Timing of cover crop termination can have significant benefits in wet and dry springs.
Timing of cover crop termination is one of the few management decisions that can be a benefit in either a wet or dry spring. An aggressive cover crop like cereal rye will use 0.8 inches of water per week in early April and increase to 1.2 inches of water per week by early May.
In the wet season, allowing the cover crop to grow to almost planting time can help dry fields and make them easier to work between rainfalls. In a dry spring, terminating the cover crop after a limited amount of growth stops the water use, yet leaves a dead cover to reduce water evaporation from the soil surface.
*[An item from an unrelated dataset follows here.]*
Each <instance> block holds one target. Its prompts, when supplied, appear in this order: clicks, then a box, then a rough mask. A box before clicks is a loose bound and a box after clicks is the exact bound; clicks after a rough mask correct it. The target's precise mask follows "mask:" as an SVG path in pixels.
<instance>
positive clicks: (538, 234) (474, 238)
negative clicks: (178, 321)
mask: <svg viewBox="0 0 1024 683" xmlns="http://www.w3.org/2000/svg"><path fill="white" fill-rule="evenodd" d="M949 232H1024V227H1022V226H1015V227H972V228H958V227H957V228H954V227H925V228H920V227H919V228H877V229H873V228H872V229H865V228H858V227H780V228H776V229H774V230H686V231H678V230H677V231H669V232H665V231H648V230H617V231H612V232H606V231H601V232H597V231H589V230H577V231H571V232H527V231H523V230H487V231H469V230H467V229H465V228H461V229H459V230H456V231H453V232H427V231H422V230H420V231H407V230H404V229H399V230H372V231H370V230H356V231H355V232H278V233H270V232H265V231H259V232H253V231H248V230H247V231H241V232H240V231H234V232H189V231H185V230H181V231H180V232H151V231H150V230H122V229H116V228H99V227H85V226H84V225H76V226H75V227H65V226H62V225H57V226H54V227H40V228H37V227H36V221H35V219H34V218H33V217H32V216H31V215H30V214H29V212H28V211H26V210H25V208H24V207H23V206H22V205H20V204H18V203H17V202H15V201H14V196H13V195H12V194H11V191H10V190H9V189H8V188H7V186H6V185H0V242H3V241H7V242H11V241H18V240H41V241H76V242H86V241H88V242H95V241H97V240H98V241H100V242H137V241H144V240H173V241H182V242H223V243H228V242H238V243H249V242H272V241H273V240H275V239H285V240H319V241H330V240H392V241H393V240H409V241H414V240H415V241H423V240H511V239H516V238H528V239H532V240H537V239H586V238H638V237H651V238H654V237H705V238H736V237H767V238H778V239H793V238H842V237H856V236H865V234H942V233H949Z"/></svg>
Termination with herbicide rather than tillage maximizes the amount of water left in the soil.
Tony Vyn, professor of cropping systems in the Department of Agronomy at Purdue University, commented at a recent crop update meeting, “Early termination helps preserve seedbed soil moisture. If dry conditions are expected, then saving seed-zone moisture is critical. Once killed, the cover crop mulch should reduce evaporation from the soil surface. How much transpiration loss there is from a cover crop depends on its current biomass and the air temperatures going forward. The biggest risk is with fall rye that has a thick stand.”
The other advantage from early kill of a cereal cover crop before corn (e.g., 10 days to two weeks ahead of planting) is that there is less chance of negative allelopathic effects to early corn growth and a faster release of the nitrogen captured by the cover for the corn that follows.
Top irrigated crop producers manage cover crop growth closely. Even in fields where producers have irrigation available, early termination of the cover crop has an economic and water savings advantage. In a normal year, May rainfall is sufficient to replace the soil moisture used by the cover crop. However, in a dry spring, between the cover crop and tillage, irrigators may need to do 2 or 3 inches of additional irrigation applications to replace the water removed. At an average cost of $3.50 per acre-inch, the savings is over $10 in energy cost alone, not to mention the increase labor at a critical time of the year.